A view from the trenches…

Musicians spend a huge chunk of their lives sitting at rehearsals and paying attention to instructions from the MD. In my experience, MD’s have generally been fairly competent. What I’d like to do here is to provide them with a little feedback; a view from the trenches.

My early experiences were with various big bands and jazz combinations but I currently spend a great deal of time working with English-style brass bands. As most people will know, many of these bands achieve stunning levels of competence, made all the more remarkable by the fact that very few players are ‘professional’.

We’re in the contest season again, where bands compete, firstly, in their local regions. The top three bands in each group ­– Championship, 1st., 2nd, 3rd, and 4th – then go on to the Nationals.

I have mixed feelings about competition in the arts but it has always been with us and probably always will. On the one hand, rehearsing a piece of music over and over again, each time digging further and further into the subtleties we hope will bring us success, improves a band technically and, especially, teaches us to pay attention to dynamics and other markings. On the other, beating the living daylight out of a composition to the extent that we still hear it in our sleep isn’t what I had in mind when my father loaned me the money to buy my first (second-hand) trombone in 1957 (£7 and I had to pay him back).

I’ve played in brass bands at all levels – it’s very satisfying for me, aged 74 years, to be called into one of the top bands – but most of my time is spent in a local 4th section band. It’s always a pleasure to walk into the rehearsal room and be greeted by so many friendly faces. There’s a bar, too! We performed in a local contest Sunday 9 March and were placed 13th out of 20. At least it was an improvement on last year.
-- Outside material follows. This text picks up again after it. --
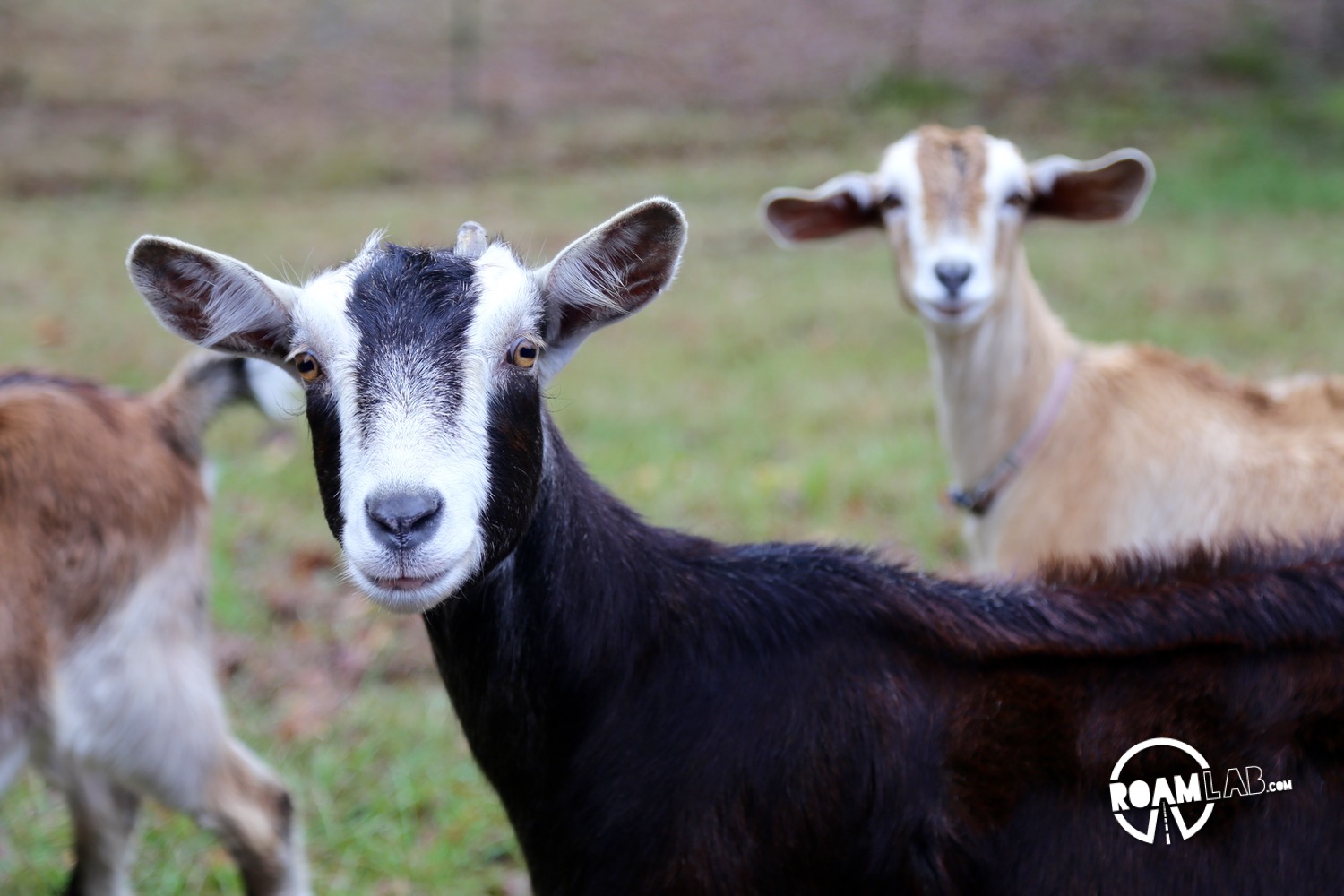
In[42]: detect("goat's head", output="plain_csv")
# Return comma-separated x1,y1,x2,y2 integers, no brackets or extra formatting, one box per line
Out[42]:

A typical problem involves having to make a ‘tactical’ choice between playing a piece the way we’d like to play it and/or providing the subtleties the adjudicator might be looking for. At the start of our Thursday 6 March rehearsal, the cornets sounded gorgeous. I wondered if I’d strayed into the wrong rehearsal. But they were slightly louder than the dynamic marked on the score. When they dropped the volume they lost their sound. Playing down to stalling point means players can lose the note and they can’t sneak back in. You think no one will notice little you, but they will (especially the adjudicator).

This is the point (as I see it, of course): when a performance is imminent, whether paid for or not, the rehearsing stops and we concentrate, instead, on the finished result. We’ll get the criticism we deserve at the next rehearsal. In any case, surely we will lose more marks for an inferior sound than would have been lost because we played slightly louder than we should have done? Added to which, dynamics are relative; it’s the range of dynamics that is important (volume is also linked to the size of a venue or when playing outdoors, and one human being = 1 sq. metre of acoustic tile). Whenever I sit with a top band the first thing I notice is how unbelievably loud the loud bits are. One of Stan Kenton’s musicians once commented that, when you play with Stan, you have to wear your virility on your sleeve!

My remaining comments refer to practical problems encountered during rehearsals:

Playing bass trombone I often have to take in a huge gutful of air. So there I am, lungs exploding, and the MD brings the band in. Then he stops, to make a point he’d omitted. I then have to expel this air and breathe in again. Before this process is complete I find myself half way through another count-in.

A similar problem involves mutes. It works both ways – mute in, mute out – but let’s say I’ve removed a mute because the succeeding passage requires an open horn. Then the MD decides, at very short notice, he’d like to repeat the section just played and starts counting in again, immediately. My mute is back on the floor at this stage.

And that reminds me: Arrangers please note that the trombone requires both hands on the instrument, most of the time, so please allow enough time for inserting mutes.

There’s nothing like a good moan.


2 thoughts on “A view from the trenches…

  1. You’re right, dynamics are relative. Dynamic contrast is more important than absolute dynamic level. No one has ever defined what forte and piano is in decibels, but there has to be enough difference so that the contrasts are expressive. I love your moan about taking a breath and then not getting to play. I’ve had that happen two or three times in a row, and it does get annoying. It’s like a baseball umpire calling time after the pitcher has started his windup.